The yeast Zip1 protein (Zip1p) is a component of the central region of the synaptonemal complex (SC). Zip1p is predicted to form a dimer consisting of a coiled-coil domain flanked by globular domains. To analyze the organization of Zip1p within the SC, in-frame deletions of ZIP1 were constructed and analyzed. The results demonstrate that the C terminus but not the N terminus of Zip1p is required for its localization to chromosomes. Deletions in the carboxy half of the predicted coiled-coil region cause decreases in the width of the SC. Based on these results, a model for the organization of Zip1p within the SC is proposed. zip1 deletion mutations were also examined for their effects on sporulation, spore viability, crossing over, and crossover interference. The results demonstrate that the extent of synapsis is positively correlated with the levels of spore viability, crossing over, and crossover interference. In contrast, the role of Zip1p in synapsis is separable from its role in meiotic cell cycle progression. zip1 mutants display interval-specific effects on crossing over.

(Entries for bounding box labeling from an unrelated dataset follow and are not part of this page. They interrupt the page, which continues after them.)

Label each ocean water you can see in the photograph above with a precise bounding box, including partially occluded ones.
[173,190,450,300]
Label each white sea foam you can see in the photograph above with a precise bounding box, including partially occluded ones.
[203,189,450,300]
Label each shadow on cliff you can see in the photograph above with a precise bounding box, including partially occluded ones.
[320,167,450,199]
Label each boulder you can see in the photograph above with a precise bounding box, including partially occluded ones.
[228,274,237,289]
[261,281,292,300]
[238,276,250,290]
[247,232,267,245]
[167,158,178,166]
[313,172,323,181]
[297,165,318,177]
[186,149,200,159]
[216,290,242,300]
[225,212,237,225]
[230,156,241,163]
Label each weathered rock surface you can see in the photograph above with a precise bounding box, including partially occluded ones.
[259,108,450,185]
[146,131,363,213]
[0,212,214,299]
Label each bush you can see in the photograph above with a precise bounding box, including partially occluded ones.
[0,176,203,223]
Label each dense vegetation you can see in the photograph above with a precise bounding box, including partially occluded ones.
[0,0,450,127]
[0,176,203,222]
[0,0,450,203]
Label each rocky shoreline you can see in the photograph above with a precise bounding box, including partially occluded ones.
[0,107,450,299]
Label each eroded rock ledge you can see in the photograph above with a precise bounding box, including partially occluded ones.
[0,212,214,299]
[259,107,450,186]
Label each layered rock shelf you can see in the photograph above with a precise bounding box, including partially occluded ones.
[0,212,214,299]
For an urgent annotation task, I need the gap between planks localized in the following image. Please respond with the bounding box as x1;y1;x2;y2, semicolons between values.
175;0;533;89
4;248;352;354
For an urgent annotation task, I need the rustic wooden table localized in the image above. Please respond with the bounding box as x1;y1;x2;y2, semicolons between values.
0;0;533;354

Zip2, a meiosis-specific protein required for the initiation of chromosome synapsis.

We describe the identification and characterization of the Saccharomyces cerevisiae ZIP2 gene, which encodes a novel meiosis-specific protein essential for synaptonemal complex formation. In the zip2 mutant, chromosomes are homologously paired but not synapsed. The Zip2 protein localizes to discrete foci on meiotic chromosomes; these foci correspond to sites of convergence between paired homologs that are believed to be sites of synapsis initiation. Localization of Zip2p requires the initiation of meiotic recombination. In a mutant defective in double-strand break repair, Zip2p colocalizes with proteins involved in double-strand break formation and processing. We propose that Zip2p promotes the initiation of chromosome synapsis and that localization of Zip2p to sites of interhomolog recombination ensures synapsis between homologous chromosomes.